Moderasi agama adalah sebuah cara pandang terkait proses memahami dan mengamalkan ajaran agama agar dalam melaksanakannya selalu dalam jalur yang moderat. Moderat di sini dalam arti tidak berlebih-lebihan atau ekstrem. Jadi yang dimoderasi di sini adalah cara beragama, bukan agama itu sendiri.
Moderasi dalam beragama dapat terlihat melalui 4 indikator diantaranya adanya komitmen kebangsaan yang kuat, sikap toleran terhadap sesama, memiliki prinsip menolak tindakan kekerasan baik secara fisik maupun verbal serta menghargai tradisi dan budaya lokal masyarakat Indonesia yang sangat beragam.
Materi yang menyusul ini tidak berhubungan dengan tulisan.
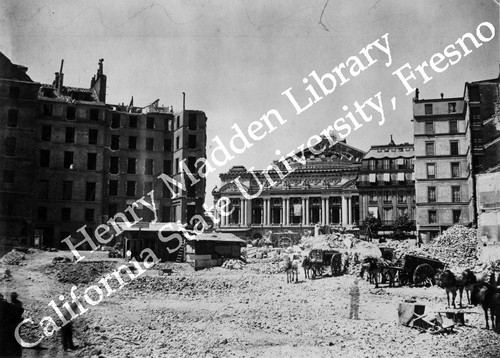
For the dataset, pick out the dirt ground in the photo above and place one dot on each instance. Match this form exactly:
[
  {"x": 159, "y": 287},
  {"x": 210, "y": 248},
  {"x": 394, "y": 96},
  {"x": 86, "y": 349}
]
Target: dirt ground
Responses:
[{"x": 241, "y": 313}]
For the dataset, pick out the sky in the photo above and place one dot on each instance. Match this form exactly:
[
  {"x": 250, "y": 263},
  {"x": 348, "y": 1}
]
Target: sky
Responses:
[{"x": 233, "y": 59}]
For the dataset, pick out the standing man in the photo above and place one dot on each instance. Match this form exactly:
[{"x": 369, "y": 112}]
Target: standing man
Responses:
[
  {"x": 67, "y": 329},
  {"x": 354, "y": 293}
]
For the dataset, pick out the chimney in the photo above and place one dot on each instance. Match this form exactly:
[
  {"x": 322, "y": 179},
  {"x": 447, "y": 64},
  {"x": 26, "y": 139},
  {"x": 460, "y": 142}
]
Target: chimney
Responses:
[
  {"x": 61, "y": 77},
  {"x": 98, "y": 82}
]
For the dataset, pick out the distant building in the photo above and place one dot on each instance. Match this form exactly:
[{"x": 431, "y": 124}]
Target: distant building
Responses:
[
  {"x": 72, "y": 159},
  {"x": 442, "y": 175},
  {"x": 322, "y": 190},
  {"x": 386, "y": 183}
]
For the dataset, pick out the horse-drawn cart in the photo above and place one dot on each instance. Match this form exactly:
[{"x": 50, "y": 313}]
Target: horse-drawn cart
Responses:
[
  {"x": 418, "y": 270},
  {"x": 319, "y": 260}
]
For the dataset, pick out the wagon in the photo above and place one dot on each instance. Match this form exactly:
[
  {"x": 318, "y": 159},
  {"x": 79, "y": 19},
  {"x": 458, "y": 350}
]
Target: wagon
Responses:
[
  {"x": 320, "y": 260},
  {"x": 418, "y": 270}
]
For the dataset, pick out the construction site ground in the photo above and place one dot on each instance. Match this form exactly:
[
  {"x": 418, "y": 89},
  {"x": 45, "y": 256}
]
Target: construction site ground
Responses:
[{"x": 239, "y": 313}]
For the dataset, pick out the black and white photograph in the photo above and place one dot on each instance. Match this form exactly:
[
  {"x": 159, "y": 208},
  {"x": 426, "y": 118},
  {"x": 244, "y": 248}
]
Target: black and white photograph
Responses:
[{"x": 215, "y": 178}]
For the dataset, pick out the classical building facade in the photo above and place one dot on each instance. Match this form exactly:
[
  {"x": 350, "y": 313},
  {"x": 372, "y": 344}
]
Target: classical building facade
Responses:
[
  {"x": 442, "y": 173},
  {"x": 386, "y": 183},
  {"x": 321, "y": 190},
  {"x": 76, "y": 160}
]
Masyarakat Indonesia dalam Negara Kesatuan Republik Indonesia memiliki keragaman, mencakup beraneka ragam etnis, bahasa, agama, budaya, dan status sosial. Keragaman dapat menjadi ”integrating force” yang mengikat kemasyarakatan namun dapat menjadi penyebab terjadinya benturan antar budaya, antar ras, etnik, agama dan antar nilai-nilai hidup.
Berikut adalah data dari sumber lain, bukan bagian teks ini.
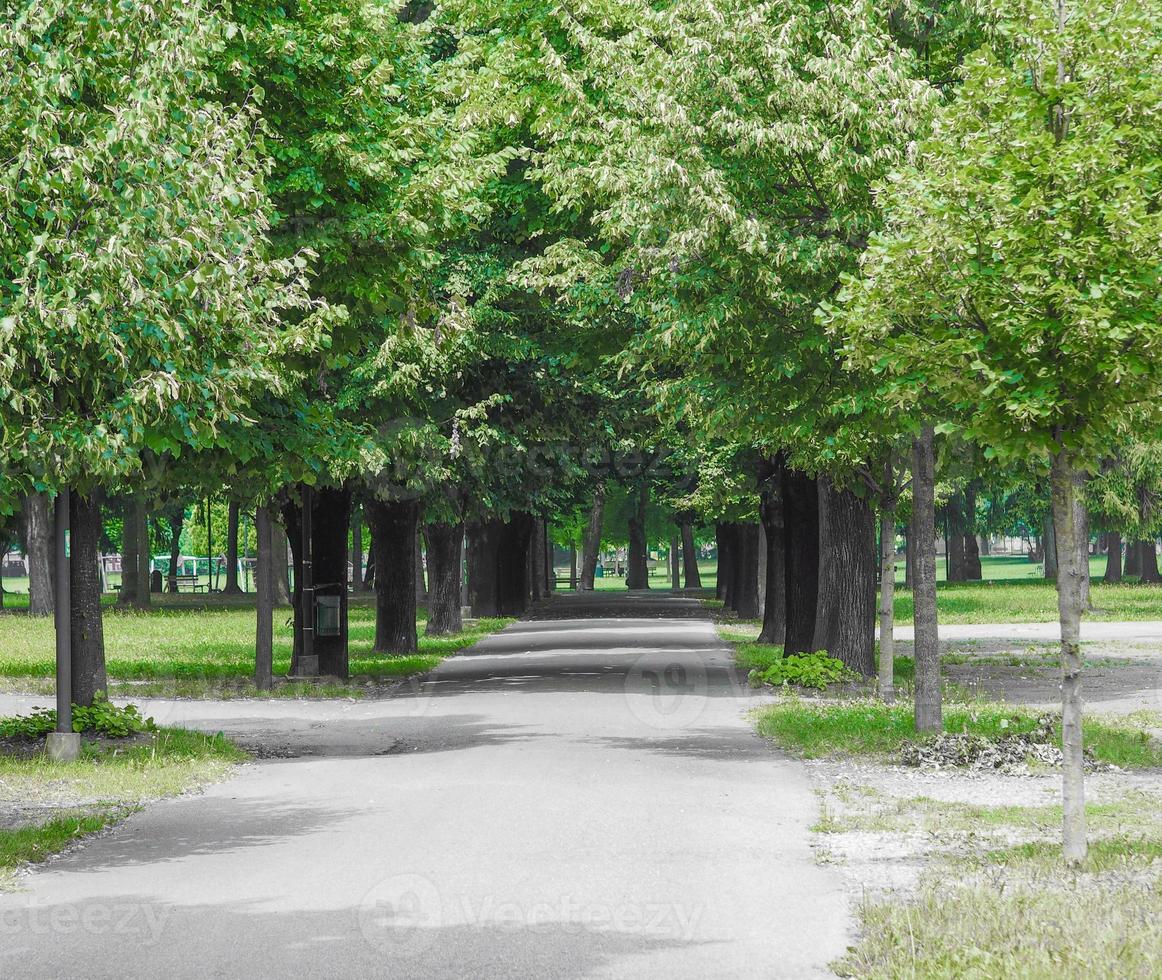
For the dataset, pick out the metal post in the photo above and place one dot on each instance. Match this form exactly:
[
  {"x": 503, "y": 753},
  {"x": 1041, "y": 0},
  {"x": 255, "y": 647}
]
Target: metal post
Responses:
[
  {"x": 63, "y": 744},
  {"x": 308, "y": 660}
]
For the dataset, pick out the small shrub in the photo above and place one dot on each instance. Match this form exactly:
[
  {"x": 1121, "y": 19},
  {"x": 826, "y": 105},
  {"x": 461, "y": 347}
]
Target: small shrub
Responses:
[
  {"x": 815, "y": 670},
  {"x": 101, "y": 717}
]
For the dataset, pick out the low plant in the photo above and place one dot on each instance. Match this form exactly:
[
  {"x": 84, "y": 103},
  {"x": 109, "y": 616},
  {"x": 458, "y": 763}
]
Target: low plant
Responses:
[{"x": 101, "y": 717}]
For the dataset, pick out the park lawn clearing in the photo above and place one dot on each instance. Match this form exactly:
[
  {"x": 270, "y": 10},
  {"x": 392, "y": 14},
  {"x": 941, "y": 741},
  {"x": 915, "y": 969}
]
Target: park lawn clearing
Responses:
[
  {"x": 56, "y": 803},
  {"x": 816, "y": 729},
  {"x": 209, "y": 652}
]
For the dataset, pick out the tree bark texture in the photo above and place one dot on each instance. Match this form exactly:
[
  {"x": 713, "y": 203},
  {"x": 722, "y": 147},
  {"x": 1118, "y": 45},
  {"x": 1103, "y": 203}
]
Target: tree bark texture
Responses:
[
  {"x": 801, "y": 558},
  {"x": 845, "y": 619},
  {"x": 86, "y": 629},
  {"x": 926, "y": 644},
  {"x": 38, "y": 531},
  {"x": 444, "y": 578}
]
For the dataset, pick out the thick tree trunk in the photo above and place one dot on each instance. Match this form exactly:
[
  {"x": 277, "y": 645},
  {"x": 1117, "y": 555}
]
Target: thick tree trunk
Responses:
[
  {"x": 231, "y": 586},
  {"x": 929, "y": 715},
  {"x": 88, "y": 677},
  {"x": 770, "y": 513},
  {"x": 590, "y": 545},
  {"x": 128, "y": 594},
  {"x": 393, "y": 527},
  {"x": 444, "y": 578},
  {"x": 144, "y": 552},
  {"x": 1073, "y": 569},
  {"x": 801, "y": 564},
  {"x": 746, "y": 580},
  {"x": 888, "y": 585},
  {"x": 845, "y": 621},
  {"x": 1113, "y": 557},
  {"x": 176, "y": 523},
  {"x": 1148, "y": 562},
  {"x": 38, "y": 531},
  {"x": 637, "y": 574},
  {"x": 264, "y": 586},
  {"x": 690, "y": 573},
  {"x": 1049, "y": 538},
  {"x": 279, "y": 549}
]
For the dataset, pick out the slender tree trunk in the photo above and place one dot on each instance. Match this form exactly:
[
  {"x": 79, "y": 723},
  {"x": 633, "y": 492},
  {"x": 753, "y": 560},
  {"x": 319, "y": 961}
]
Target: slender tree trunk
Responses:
[
  {"x": 690, "y": 573},
  {"x": 394, "y": 531},
  {"x": 128, "y": 594},
  {"x": 801, "y": 536},
  {"x": 264, "y": 585},
  {"x": 231, "y": 550},
  {"x": 845, "y": 622},
  {"x": 1113, "y": 557},
  {"x": 38, "y": 531},
  {"x": 279, "y": 549},
  {"x": 444, "y": 577},
  {"x": 637, "y": 574},
  {"x": 770, "y": 513},
  {"x": 1073, "y": 567},
  {"x": 1148, "y": 559},
  {"x": 176, "y": 524},
  {"x": 929, "y": 715},
  {"x": 144, "y": 552},
  {"x": 888, "y": 584},
  {"x": 746, "y": 579},
  {"x": 88, "y": 677},
  {"x": 590, "y": 545}
]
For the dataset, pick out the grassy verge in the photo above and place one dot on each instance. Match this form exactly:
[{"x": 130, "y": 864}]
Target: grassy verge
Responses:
[
  {"x": 107, "y": 782},
  {"x": 200, "y": 652},
  {"x": 815, "y": 729}
]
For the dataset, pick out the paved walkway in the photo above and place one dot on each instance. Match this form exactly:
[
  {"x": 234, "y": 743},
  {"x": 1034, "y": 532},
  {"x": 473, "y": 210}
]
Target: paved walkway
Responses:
[{"x": 576, "y": 796}]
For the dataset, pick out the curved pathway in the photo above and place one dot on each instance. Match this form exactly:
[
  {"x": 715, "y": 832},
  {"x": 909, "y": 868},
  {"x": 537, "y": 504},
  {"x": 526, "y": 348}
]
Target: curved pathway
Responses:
[{"x": 579, "y": 795}]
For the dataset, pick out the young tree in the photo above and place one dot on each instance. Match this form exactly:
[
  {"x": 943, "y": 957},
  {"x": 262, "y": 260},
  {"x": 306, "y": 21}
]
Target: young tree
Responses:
[{"x": 1018, "y": 274}]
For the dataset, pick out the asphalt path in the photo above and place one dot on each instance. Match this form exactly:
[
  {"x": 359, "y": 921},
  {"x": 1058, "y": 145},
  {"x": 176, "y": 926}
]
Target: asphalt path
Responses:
[{"x": 579, "y": 795}]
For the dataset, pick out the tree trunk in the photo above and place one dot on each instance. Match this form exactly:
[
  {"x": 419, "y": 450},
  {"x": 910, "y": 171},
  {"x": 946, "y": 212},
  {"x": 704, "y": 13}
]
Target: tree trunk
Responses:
[
  {"x": 801, "y": 559},
  {"x": 176, "y": 523},
  {"x": 264, "y": 586},
  {"x": 770, "y": 513},
  {"x": 1073, "y": 567},
  {"x": 128, "y": 594},
  {"x": 88, "y": 677},
  {"x": 1049, "y": 537},
  {"x": 926, "y": 653},
  {"x": 746, "y": 578},
  {"x": 231, "y": 551},
  {"x": 690, "y": 573},
  {"x": 444, "y": 578},
  {"x": 38, "y": 531},
  {"x": 637, "y": 574},
  {"x": 144, "y": 552},
  {"x": 1133, "y": 559},
  {"x": 590, "y": 545},
  {"x": 845, "y": 621},
  {"x": 279, "y": 550},
  {"x": 1113, "y": 557},
  {"x": 888, "y": 585},
  {"x": 393, "y": 527}
]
Keragaman budaya (multikultural) merupakan peristiwa alami karena bertemunya berbagai budaya, berinteraksinya beragam individu dan kelompok dengan membawa perilaku budaya, memiliki cara hidup berlainan dan spesifik. Keragaman seperti keragaman budaya, latar belakang keluarga, agama, dan etnis tersebut saling berinteraksi dalam komunitas masyarakat Indonesia. Dalam komunikasi horizontal antar masyarakat, Mulyana menyebut, benturan antar suku masih berlangsung di berbagai wilayah, mulai dari sekedar stereotip dan prasangka antar suku, diskriminasi, hingga ke konflik terbuka dan pembantaian antar suku yang memakan korban jiwa (Mulyana, 2008).
Dalam masyarakat Indonesia yang multi budaya, sikap keberagamaan yang ekslusif yang hanya mengakui kebenaran dan keselamatan secara sepihak, tentu dapat menimbulkan gesekan antar kelompok agama.
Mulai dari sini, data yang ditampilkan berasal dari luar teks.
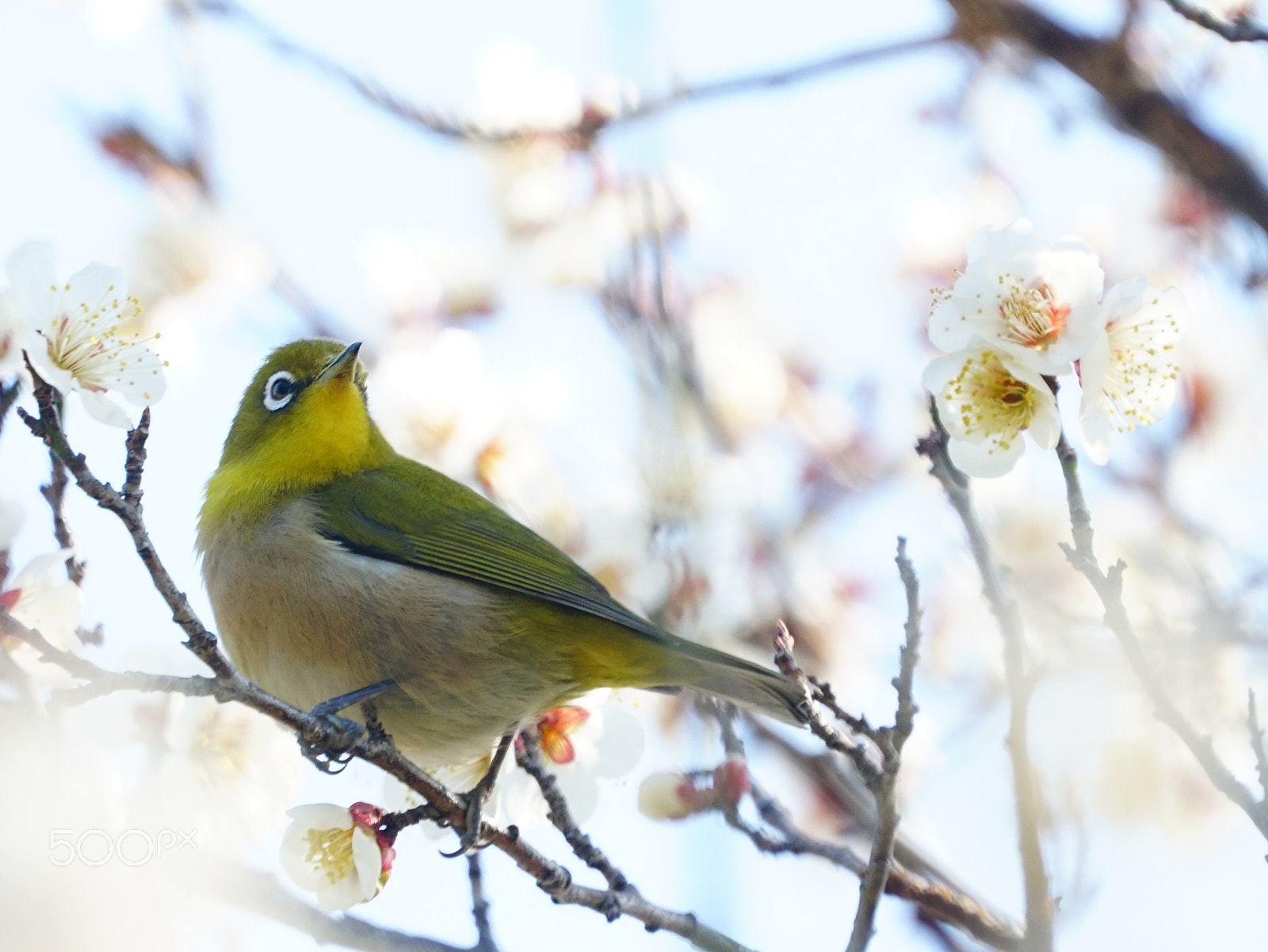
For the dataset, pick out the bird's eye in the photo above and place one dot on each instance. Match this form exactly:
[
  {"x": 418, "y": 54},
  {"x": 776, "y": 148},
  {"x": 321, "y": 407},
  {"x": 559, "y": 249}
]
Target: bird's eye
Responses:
[{"x": 279, "y": 391}]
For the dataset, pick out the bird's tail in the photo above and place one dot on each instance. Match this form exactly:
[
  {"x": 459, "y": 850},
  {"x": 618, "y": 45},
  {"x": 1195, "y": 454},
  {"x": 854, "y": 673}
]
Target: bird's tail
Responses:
[{"x": 743, "y": 682}]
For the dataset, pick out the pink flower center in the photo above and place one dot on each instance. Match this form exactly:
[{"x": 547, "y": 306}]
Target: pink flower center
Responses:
[{"x": 556, "y": 725}]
Konflik keagamaan yang banyak terjadi di Indonesia, umumnya dipicu adanya sikap keberagamaan yang ekslusif, serta adanya kontestasi antar kelompok agama dalam meraih dukungan umat yang tidak dilandasi sikap toleran, karena masing-masing menggunakan kekuatannya untuk menang sehingga memicu konflik. Konflik kemasyarakatan dan pemicu disharmoni masyarakat yang pernah terjadi dimasa lalu berasal dari kelompok ekstrim kiri (komunisme) dan ekstrim kanan (Islamisme). Namun sekarang ini ancaman disharmoni dan ancaman negara kadang berasal dari globalisasi dan Islamisme, yang oleh Yudi (2014 : 251) disebutnya sebagai dua fundamentalisme : pasar dan agama.
Dalam kontek fundamentalisme agama, maka untuk menghindari disharmoni perlu ditumbuhkan cara beragama yang moderat, atau cara ber-Islam yang inklusif atau sikap beragama yang terbuka, yang disebut sikap moderasi beragama.
Oleh karena itu pemahaman tentang moderasi beragama harus dipahami secara kontekstual bukan secara tekstual, artinya bahwa moderasi dalam beragama di Indonesia buka Indonesia yang dimoderatkan, tetapi cara pemahaman dalam beragama yang harus moderat karena Indonesia memiliki banyaknya kultur, budaya dan adat-istiadat.
Dengan demikian moderasi beragama merupakan sebuah jalan tengah di tengah keberagaman agama di Indonesia. Moderasi merupakan budaya Nusantara yang berjalan seiring, dan tidak saling menegasikan antara agama dan kearifan lokal (local wisdom). Tidak saling mempertentangkan namun mencari penyelesaian dengan toleran.
Maka dari itu sangat diperlukan menerapkan moderasi beragama bagi generasi muda agar mampu menjadikan paham agamanya sebagai instrumen untuk menghargai perbedaan dan umat agama lain.